Russia has issued a formal death sentence for one of its designated gaming zones, while a nearby zone rolls out the welcome wagon for a new casino.
Last Saturday, the Russian government’s official online legal portal posted an order signed by Prime Minister Dmitry Medvedev confirming the ‘liquidation’ of the Azov-City gaming zone – located in the southwest Krasnodar region of the country – effective December 31, 2018.
The order didn’t come as a complete surprise, as the government announced its original plan to close Azov-City’s three casinos way back in 2015. And while the government offered Azov-City’s operators a few extensions on this closure order, they ignored pleas for a policy rethink.
Further twising the knife, Russia introduced legislation this spring that would compensate casino owners if the government decided to scrap any of its handful of gaming zones, but specifically exempted the Azov-City region from even applying for this compensation.
At the same time Russia issued its original Azov-City death sentence, the government expanded the Krasnaya Polyana zone’s boundaries to include the city of Sochi, in the hope that casinos would enable Sochi to maintain its tourism business following the 2014 Winter Olympics.

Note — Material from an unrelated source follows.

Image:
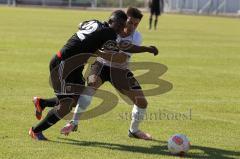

Now word emerges that the enlarged Krasnaya Polyana zone will welcome a new casino early in the new year. Russian affiliate News of Gambling quoted Dmitry Anfinogenov, deputy general manager of Casino Sochi in the Gorky Gorod ski resort, telling local TV that he planned to open a casino called Boomerang in the adjacent Rosa Khutor resort on January 4, 2019.
There is presently only one other gaming venue in the Krasnaya Polyana region — the Bonus slots hall that opened in December 2017. The two venues attracted a whopping total of just over 55k customers in the month of August, which (amazingly) exceeded total customer traffic at the three Azov-City casinos by over 11k.
The Primorye gaming zone outside Vladivostok in Russia’s far east — where Azov-City operator CJSC Shambala is building a new casino — is by far the most successful of Russia’s geographically isolated gaming zones, which were established in 2009 in an apparent bid by Vladimir Putin to keep Russians from enjoying themselves. To which we say, mission accomplished, Vlad.